Here is the crepe recipe I used for the taste test:
4 large eggs
560 mL milk
225 g all purpose flour
7 g sugar
15 mL butter, melted
pinch of salt
Whisk the eggs, milk, sugar and salt. Gradually add the flour.
Gradually stir in the butter. Should form a smooth, runny batter.
Let the batter rest for at least 15 minutes.
In a nonstick pan, heat a little oil over medium heat Pour the batter into the pan, swirling the pan to form a paper-thin pancake. Once the edges start to brown, turn and brown the other side.
There is a bit of technique required when making crepes. The hardest thing is pouring the batter into the pan on an angle while you tilt the pan so the batter covers the bottom in a thin, even coating. Easier said than done! This definitely takes practice but after a few times my crepes started to look better and better. Don’t be afraid to pour in small amounts of batter into the holes if you weren’t able to get the bottom of the pan completely covered. No one will be able to tell once you wrap everything up in the crepe.
But there is one thing you definitely need that will make your life a whole lot easier – a non-stick fry pan. This is a must!
I had a nifty little blender bottle which I always use when making crepes because it makes it easy for me to pour with one hand and rotate the pan with the other. I can easily adjust the amount and speed at which I pour as well.
But it turns out there is an even easier method demonstrated by Julia Child (Note: It’s at the 2:25 point in the video). If you ever want to see a realistic demonstration of what to expect, just turn to Julia. She has a great way of making things look simple, uncomplicated and even more important – realistic! Like turning the heat down when adding the batter to the pan, swirling it around to coat the bottom and then turning the heat up again. It’ll take a little longer but it offers you a lot more control.
Store bought crepes:
These crepes were hard to find! I had to go to four different grocery stores and at one point was thinking that I might have had to cancel the taste test because I couldn’t find them. I finally called up my local Loblaws store and found out they had them in stock. Thank goodness!
At that moment I was thinking “this is a good reason why it’s important to know how to make crepes from scratch”. There are times when certain items just won’t be available in grocery stores (i.e. gingerbread houses outside of Christmas, pumpkin pie outside of Thanksgiving). Cooking gives you total control over what you can have for dinner because there are times when the convenience version of that particular food item won’t be available making things very inconvenient – ironic isn’t it?

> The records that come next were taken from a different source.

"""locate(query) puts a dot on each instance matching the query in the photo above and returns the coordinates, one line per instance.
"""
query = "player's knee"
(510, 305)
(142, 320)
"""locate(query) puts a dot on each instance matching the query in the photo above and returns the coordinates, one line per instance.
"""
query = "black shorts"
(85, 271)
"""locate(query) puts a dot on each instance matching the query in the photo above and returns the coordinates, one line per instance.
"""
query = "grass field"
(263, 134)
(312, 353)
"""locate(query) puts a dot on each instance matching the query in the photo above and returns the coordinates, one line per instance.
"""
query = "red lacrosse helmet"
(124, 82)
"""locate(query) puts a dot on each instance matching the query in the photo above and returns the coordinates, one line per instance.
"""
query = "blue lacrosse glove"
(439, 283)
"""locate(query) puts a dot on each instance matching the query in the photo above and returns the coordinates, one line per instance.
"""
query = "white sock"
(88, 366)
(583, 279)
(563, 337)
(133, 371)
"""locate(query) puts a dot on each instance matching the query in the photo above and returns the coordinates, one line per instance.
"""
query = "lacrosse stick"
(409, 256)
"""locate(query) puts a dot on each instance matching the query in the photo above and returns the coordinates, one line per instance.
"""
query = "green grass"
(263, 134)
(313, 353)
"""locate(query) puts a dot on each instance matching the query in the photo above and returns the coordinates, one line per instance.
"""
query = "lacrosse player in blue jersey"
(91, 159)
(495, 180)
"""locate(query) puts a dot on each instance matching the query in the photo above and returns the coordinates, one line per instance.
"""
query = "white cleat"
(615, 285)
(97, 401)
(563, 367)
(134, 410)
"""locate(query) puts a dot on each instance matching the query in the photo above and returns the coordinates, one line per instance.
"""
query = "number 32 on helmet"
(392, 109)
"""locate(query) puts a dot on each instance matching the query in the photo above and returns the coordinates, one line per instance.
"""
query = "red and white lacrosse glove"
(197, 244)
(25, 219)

When I first saw the store bought crepes they were perfectly round and paper thin. I thought “There is no way I can make homemade crepes that thin with a non-stick fry pan (a professional crepe iron – maybe). This is going to be hard to beat! I mean, how many people are going to have a special crepe iron in their house? (probably the same number of people who have a waffle iron) So I was thinking, maybe it’s kinda like the buying store bought waffles – rather than having to buy special equipment, maybe you should just buy store bought. But, you can still technically make crepes without a crepe iron – they just won’t look as pretty. Waffles you can’t, you just have to make pancakes instead.
So I was thinking, maybe if you don’t mind having rustic looking crepes, homemade would be acceptable. At the taste test, I was shocked by the fact that the homemade version (with it’s rustic appearance) looked and tasted better than the store-bought crepes! Although the store bought crepes were uniform and paper thin, they looked overly pale and paper thin isn’t really what you’re looking for in a crepe. You’re looking for something that has got a good texture and bite to it that can act as a vessel for the fillings inside. The store bought crepes didn’t provide the texture and chewiness that the homemade crepes provided.
Having said that, the store bought crepes were sweeter and had a vanilla flavour to them. This would be a nice touch for sweet crepes like chocolate or fruit but would not be complimentary for a savoury crepe like ham, egg and cheese. This can easily be overcome by adding some sugar and vanilla extract to the homemade batter. Overall, the store-bought crepes are expensive and don’t beat homemade. Plus they can be hard to find. I had to visit four different grocery stores (and ended up calling my local Loblaws) before I found a store that had any in stock.
Take out a non-stick fry pan and start making crepes. Practice makes perfect!